Word has it that the Arcus Brothers, last seen running quietly from the mess at Burst.net in Pennsylvania, are considering jumping back into hosting.

They've been out asking for pricing for a new company that will focus on .... drumroll ... VPS.

May I recommend a modern bastard name for the new venture?  burstd.com.. yeah it's available... and appropriate.


----------



## drmike (Jun 4, 2014)

$5 wager on them emerging as another DigitalOcean wanna-be....


----------



## coreyman (Jun 4, 2014)

drmike said:


> Word has it that the Arcus Brothers, last seen running quietly from the mess at Burst.net in Pennsylvania, are considering jumping back into hosting.
> 
> They've been out asking for pricing for a new company that will focus on .... drumroll ... VPS.
> 
> May I recommend a modern bastard name for the new venture?  burstd.com.. yeah it's available... and appropriate.


Wait what, burstnet sold out?


----------



## drmike (Jun 4, 2014)

coreyman said:


> Wait what, burstnet sold out?


Did you miss all the multi-month drama with Burst?  Take over by vulture investment fellow... months later, moved the company out of Pennsylvania real quick and ditched customers.  This included leaving customer servers in Dunsmore datacenter unattended.   Others moved to North Carolina had big downtime and issues.

Arcus brothers whole time kept their mouths shut about what happened and why.

The McMega thread on WHT during and after the snafu:

http://www.webhostingtalk.com/showthread.php?t=1358774

and no, Burst.net appears to have failed to pay their debt obligations and/or such debt was called due prematurely and vultures weren't playing and took the business.


----------



## Hxxx (Jun 4, 2014)

coreyman said:


> Wait what, burstnet sold out?


dude stop joking. lol

They sold and the cranked up prices like no tomorrow.

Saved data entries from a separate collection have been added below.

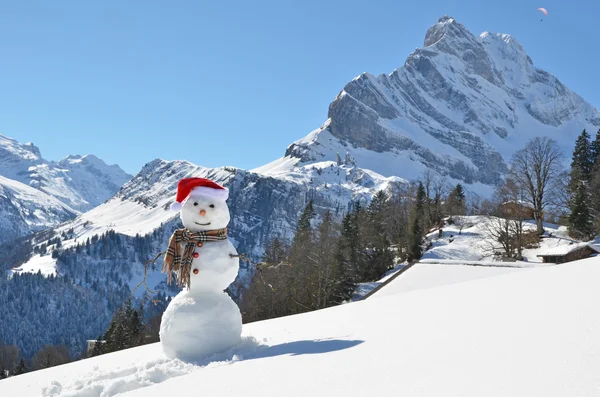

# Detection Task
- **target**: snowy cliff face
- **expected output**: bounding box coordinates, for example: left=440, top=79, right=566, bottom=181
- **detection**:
left=0, top=134, right=132, bottom=212
left=259, top=16, right=600, bottom=191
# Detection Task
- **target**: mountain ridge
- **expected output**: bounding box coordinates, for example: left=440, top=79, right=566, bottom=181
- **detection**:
left=0, top=133, right=133, bottom=241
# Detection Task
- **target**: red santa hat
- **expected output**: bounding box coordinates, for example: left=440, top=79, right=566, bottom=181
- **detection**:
left=169, top=177, right=229, bottom=211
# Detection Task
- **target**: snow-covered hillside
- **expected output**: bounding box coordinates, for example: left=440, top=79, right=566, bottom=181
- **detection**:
left=255, top=16, right=600, bottom=195
left=0, top=134, right=131, bottom=212
left=10, top=157, right=405, bottom=277
left=3, top=255, right=599, bottom=397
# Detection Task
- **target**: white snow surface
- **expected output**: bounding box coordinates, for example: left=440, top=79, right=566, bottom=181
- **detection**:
left=3, top=255, right=600, bottom=397
left=351, top=262, right=407, bottom=301
left=10, top=254, right=58, bottom=277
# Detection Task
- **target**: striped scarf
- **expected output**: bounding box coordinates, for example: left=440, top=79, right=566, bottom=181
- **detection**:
left=162, top=228, right=228, bottom=289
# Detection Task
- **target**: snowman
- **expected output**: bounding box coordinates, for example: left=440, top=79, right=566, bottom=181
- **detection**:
left=159, top=177, right=242, bottom=362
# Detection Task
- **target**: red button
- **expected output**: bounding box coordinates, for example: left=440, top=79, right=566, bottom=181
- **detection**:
left=193, top=252, right=199, bottom=258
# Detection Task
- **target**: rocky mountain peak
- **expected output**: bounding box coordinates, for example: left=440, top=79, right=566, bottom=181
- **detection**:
left=424, top=15, right=474, bottom=48
left=263, top=16, right=600, bottom=193
left=22, top=142, right=42, bottom=158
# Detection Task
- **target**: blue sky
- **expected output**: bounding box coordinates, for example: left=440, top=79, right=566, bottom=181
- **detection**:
left=0, top=0, right=597, bottom=175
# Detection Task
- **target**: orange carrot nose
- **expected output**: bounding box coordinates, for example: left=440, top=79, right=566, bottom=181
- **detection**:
left=199, top=210, right=206, bottom=216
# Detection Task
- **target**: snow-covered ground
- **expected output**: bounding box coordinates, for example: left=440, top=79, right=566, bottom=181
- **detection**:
left=351, top=262, right=408, bottom=301
left=423, top=216, right=591, bottom=264
left=10, top=254, right=58, bottom=277
left=3, top=254, right=600, bottom=397
left=375, top=262, right=524, bottom=296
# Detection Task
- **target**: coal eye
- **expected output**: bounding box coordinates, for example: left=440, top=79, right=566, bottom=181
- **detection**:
left=193, top=202, right=198, bottom=206
left=209, top=204, right=215, bottom=208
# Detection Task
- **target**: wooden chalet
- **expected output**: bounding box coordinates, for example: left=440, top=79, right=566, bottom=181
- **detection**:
left=536, top=243, right=600, bottom=264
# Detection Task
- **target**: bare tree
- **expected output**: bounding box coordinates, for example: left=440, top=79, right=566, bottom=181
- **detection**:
left=546, top=169, right=571, bottom=223
left=481, top=216, right=526, bottom=260
left=481, top=178, right=534, bottom=260
left=0, top=345, right=21, bottom=378
left=509, top=137, right=564, bottom=235
left=31, top=345, right=71, bottom=371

And service still shit apparently...


----------



## coreyman (Jun 4, 2014)

Yea I totally missed the drama. reading now.


----------



## HalfEatenPie (Jun 4, 2014)

coreyman said:


> Yea I totally missed the drama. reading now.


If I recall they changed BurstNET's name too.


----------



## drmike (Jun 4, 2014)

HalfEatenPie said:


> If I recall they changed BurstNET's name too.


Yeppers, to DigiPlus.


----------